Editor: Koko Triarko

BALIKPAPAN – Sejak tiga tahun terakhir, Pemerintah Kota Balikpapan menjalankan program Inseminasi Buatan (IB), guna meningkatkan populasi dan memenuhi kebutuhan hewan sapi di daerahnya. Hingga 8 Mei 2019, jumlah sapi yang dilakukan inseminasi buatan sebanyak 94 ekor, dan 40 di antaranya bunting, sementara yang kelahiran 26 ekor.

Inseminasi Buatan adalah suatu cara atau teknik untuk memasukkan mani (sperma atau semen) yang telah dicairkan dan telah diproses terlebih dahulu, yang berasal dari ternak jantan ke dalam saluran alat kelamin betina dengan menggunakan metode dan alat khusus yang disebut insemination gun.

“Program yang dilaksanakan dan terus dilanjutkan sejak tiga tahun terakhir ini, yaitu dengan program Siwak atau Sapi Induk Wajib Bunting. Sapi betina tidak boleh dipotong, dan kami juga melaksanakan program kawin suntik atau IB,” jelas Kepala Bidang Pangan Dinas Pangan Pertanian dan Perikanan Kota Balikpapan Heria Prisni, Senin (10/6/2019).

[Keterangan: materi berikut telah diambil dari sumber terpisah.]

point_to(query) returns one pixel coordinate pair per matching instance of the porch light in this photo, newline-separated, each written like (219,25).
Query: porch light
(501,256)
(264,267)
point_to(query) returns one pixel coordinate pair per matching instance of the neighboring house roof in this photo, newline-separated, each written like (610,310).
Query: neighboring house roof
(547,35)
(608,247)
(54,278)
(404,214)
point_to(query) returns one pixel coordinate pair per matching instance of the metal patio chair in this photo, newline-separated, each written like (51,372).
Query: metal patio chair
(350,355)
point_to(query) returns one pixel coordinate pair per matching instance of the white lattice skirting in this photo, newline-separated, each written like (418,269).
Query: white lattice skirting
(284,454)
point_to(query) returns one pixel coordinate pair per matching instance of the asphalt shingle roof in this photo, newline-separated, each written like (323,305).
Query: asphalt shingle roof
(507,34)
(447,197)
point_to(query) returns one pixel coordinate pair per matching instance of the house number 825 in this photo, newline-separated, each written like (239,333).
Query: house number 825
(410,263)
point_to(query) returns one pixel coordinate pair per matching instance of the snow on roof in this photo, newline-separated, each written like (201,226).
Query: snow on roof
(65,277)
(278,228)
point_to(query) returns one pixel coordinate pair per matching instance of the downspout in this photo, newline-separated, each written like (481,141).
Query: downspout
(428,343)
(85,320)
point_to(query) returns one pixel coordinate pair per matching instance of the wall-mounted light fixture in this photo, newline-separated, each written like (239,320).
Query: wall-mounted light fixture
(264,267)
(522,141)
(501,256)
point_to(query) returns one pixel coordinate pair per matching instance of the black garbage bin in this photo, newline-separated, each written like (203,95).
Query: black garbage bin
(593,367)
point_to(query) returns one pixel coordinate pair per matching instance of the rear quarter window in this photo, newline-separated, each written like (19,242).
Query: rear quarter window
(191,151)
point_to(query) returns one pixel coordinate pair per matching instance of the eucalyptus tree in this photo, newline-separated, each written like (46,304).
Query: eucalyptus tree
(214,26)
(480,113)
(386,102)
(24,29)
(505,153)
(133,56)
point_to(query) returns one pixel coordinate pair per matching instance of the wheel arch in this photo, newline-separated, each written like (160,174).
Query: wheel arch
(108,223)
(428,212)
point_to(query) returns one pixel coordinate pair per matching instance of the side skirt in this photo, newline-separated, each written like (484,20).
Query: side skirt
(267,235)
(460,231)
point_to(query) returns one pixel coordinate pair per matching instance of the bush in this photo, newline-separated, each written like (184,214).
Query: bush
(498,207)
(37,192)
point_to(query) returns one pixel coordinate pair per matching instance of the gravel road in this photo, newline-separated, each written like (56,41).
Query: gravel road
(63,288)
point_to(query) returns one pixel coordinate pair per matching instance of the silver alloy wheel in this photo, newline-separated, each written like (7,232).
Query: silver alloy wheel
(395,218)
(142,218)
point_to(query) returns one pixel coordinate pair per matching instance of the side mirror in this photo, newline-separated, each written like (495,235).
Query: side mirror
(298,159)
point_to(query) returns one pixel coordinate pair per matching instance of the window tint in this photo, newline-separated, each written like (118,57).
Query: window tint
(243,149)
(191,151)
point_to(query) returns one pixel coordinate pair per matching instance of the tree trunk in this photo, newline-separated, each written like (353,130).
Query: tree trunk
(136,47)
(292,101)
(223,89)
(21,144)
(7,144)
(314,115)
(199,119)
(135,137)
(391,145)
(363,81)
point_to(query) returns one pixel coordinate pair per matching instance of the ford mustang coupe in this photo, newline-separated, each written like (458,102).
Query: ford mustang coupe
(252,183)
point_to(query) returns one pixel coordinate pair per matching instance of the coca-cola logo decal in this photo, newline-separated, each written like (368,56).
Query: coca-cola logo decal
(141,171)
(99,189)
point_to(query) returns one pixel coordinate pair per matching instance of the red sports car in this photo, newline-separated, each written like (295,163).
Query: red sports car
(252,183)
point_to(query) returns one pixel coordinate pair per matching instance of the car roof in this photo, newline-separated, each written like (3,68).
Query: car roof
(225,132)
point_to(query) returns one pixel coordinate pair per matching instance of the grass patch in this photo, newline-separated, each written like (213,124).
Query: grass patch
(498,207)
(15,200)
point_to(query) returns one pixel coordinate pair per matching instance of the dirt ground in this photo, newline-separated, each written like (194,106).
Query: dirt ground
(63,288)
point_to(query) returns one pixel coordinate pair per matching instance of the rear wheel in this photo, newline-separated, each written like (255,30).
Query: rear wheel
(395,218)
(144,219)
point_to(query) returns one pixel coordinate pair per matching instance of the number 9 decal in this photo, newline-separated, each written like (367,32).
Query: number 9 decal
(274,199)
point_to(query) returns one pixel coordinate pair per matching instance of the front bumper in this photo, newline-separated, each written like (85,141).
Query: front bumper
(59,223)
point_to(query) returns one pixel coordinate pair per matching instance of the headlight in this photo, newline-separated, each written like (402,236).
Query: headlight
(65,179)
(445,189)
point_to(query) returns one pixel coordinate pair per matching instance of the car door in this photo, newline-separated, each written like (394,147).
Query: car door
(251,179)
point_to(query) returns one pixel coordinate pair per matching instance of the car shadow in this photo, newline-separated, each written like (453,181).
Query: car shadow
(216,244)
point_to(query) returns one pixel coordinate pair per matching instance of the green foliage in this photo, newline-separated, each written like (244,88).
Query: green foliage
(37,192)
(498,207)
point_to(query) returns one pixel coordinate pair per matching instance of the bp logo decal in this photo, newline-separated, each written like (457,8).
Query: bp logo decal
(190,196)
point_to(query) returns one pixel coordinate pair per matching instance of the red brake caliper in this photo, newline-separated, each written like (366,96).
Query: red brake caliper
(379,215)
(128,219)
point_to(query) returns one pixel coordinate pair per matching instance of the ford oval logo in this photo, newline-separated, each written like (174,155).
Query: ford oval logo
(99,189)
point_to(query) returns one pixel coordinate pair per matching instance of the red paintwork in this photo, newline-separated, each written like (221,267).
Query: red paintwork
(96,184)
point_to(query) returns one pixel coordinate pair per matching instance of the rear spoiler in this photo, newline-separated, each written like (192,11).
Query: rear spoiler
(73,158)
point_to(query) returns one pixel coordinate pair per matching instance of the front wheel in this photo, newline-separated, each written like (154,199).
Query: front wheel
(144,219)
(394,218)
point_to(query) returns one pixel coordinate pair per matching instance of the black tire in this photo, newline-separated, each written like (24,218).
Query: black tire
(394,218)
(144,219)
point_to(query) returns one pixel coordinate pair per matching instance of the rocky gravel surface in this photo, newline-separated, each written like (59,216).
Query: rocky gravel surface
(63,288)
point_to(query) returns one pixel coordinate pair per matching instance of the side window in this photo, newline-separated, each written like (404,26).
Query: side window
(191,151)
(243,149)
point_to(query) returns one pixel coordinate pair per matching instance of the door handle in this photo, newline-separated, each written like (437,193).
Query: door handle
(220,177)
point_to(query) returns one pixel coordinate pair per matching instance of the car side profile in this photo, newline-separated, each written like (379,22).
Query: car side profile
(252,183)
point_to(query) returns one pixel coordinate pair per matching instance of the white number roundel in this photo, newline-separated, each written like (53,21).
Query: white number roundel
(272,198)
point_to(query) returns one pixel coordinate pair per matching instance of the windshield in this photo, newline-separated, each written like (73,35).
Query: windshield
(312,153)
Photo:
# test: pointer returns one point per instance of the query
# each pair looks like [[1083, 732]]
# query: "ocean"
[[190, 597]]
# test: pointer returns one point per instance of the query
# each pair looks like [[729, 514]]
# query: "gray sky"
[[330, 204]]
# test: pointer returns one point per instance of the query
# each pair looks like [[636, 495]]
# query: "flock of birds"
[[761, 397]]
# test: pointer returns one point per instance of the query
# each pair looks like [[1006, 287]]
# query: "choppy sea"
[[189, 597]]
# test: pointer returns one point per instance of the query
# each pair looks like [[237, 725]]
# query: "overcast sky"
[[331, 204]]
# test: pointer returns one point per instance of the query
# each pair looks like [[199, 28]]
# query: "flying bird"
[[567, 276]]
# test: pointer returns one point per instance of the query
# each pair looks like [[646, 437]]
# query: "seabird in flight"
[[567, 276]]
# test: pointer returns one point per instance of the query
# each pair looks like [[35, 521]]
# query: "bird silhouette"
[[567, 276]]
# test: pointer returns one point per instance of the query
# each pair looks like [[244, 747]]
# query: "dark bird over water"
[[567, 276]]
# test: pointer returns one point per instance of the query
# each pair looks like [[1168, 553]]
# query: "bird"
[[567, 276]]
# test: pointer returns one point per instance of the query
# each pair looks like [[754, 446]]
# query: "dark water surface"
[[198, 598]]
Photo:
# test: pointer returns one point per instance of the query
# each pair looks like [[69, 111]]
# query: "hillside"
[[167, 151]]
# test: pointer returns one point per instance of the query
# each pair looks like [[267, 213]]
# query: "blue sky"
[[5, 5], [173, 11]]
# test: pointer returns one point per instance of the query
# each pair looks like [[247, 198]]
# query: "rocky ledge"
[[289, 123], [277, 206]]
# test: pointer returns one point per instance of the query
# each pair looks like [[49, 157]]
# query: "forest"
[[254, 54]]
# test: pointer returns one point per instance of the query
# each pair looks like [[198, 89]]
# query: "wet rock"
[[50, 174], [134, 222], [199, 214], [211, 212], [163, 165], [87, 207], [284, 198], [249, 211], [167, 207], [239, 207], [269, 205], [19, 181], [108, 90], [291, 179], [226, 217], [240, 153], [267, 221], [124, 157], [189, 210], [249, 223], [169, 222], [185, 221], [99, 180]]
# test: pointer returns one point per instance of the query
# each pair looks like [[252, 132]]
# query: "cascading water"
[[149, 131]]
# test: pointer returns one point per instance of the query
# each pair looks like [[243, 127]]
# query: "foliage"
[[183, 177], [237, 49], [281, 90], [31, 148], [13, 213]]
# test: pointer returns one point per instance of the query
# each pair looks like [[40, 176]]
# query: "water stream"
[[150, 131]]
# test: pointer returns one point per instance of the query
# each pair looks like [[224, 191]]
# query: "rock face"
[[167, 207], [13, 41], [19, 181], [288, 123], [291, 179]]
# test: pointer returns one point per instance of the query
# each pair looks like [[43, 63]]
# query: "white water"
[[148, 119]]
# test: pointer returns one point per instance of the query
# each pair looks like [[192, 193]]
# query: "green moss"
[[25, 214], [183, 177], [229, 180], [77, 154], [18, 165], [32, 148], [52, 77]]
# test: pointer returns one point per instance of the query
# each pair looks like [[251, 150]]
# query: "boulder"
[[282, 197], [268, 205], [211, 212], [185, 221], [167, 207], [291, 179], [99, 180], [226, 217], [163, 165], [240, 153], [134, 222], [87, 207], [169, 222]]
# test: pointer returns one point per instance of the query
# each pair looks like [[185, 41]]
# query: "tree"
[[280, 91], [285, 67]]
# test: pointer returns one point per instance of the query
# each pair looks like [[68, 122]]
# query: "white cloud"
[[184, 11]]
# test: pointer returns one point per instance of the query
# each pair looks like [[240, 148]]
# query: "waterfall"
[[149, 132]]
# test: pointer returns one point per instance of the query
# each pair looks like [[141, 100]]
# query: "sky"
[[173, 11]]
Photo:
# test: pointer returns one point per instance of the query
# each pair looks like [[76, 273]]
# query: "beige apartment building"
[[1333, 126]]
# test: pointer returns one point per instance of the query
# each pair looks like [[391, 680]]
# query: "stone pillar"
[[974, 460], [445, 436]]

Kepala Bidang Pangan Dinas Pangan Pertanian dan Perikanan Kota Balikpapan, Heria Prisni –Foto: Ferry Cahyanti

Menurut dia, tujuan dari inseminasi buatan ini untuk meningkatkan populasi sapi dengan mengoptimalkan bibit pejantan unggul  secara luas, meningkatkan angka kelahiran dengan cepat dan teratur.

“Ini menjadi tahun ketiga untuk program inseminasi buatan. Setelah beranak, dipelihara sampai sesuai usianya untuk dijual. Sapi betina tetap dijaga untuk tidak dipotong untuk menambah lagi populasinya,” tandasnya.

Heria mengatakan, program inseminasi tersebut cukup berhasil karena bisa menambah populasi, meskipun belum memenuhi kebutuhan daging kota Balikpapan.

Namun, petani atau peternak di kota bertajuk Madinatul Iman terus berupaya memenuhi kebutuhan sapi untuk Iduladha.

“Kebanyakan selama ini datang dari luar langsung dipotong di RPH. Peternak kita biasanya untuk lebaran haji, tahun ketiga sudah jalankan program inseminasi buatan,” sebutnya.

Ada pun peternak sapi yang ada di Balikpapan juga merupakan petani, karena dalam satu kelompok tani ada yang bercocok tanam dan ada juga yang beternak.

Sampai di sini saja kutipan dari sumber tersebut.